Wobec nieobecności ponad 30 posłów PiS opozycja mogła wygrać głosowanie i nie dopuścić do rozszerzenia porządku obrad Sejmu o projekt nowelizacji ustaw o ustroju sądów powszechnych i Sądzie Najwyższym czyli tzw. ustawę represyjną wobec sędziów. Jednak w czasie kluczowych głosowań na sali zabrakło też ok. 30 posłów opozycji.
Borys Budka, szef klubu KO poinformował o ukaraniu nieobecnych w czasie głosowania posłów.

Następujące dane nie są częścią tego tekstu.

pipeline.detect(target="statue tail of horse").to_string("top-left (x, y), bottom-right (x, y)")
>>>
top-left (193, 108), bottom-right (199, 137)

Czytaj także: Posłowie opozycji tłumaczą się z nieobecności na głosowaniu
- Opozycja zawiodła. Przepraszam we własnym imieniu i nas wszystkich. Wszystkie głosowania są ważne. Ten dystans do koalicji nie jest duży, więc pełna mobilizacja jest ważna, szczególnie w przypadku ustawy dot. sądów - powiedział w rozmowie z Polsat News Grzegorz Schetyna.
Jednocześnie lider PO uważa, że "w tej sprawie mógł zawieść brak doświadczenia". - Młodzi szefowie klubów parlamentarnych jak Borys Budka, czy Krzysztof Gawkowski, ale też Władysław Kosiniak-Kamysz nie poradzili sobie z odpowiedzialnością - ocenił.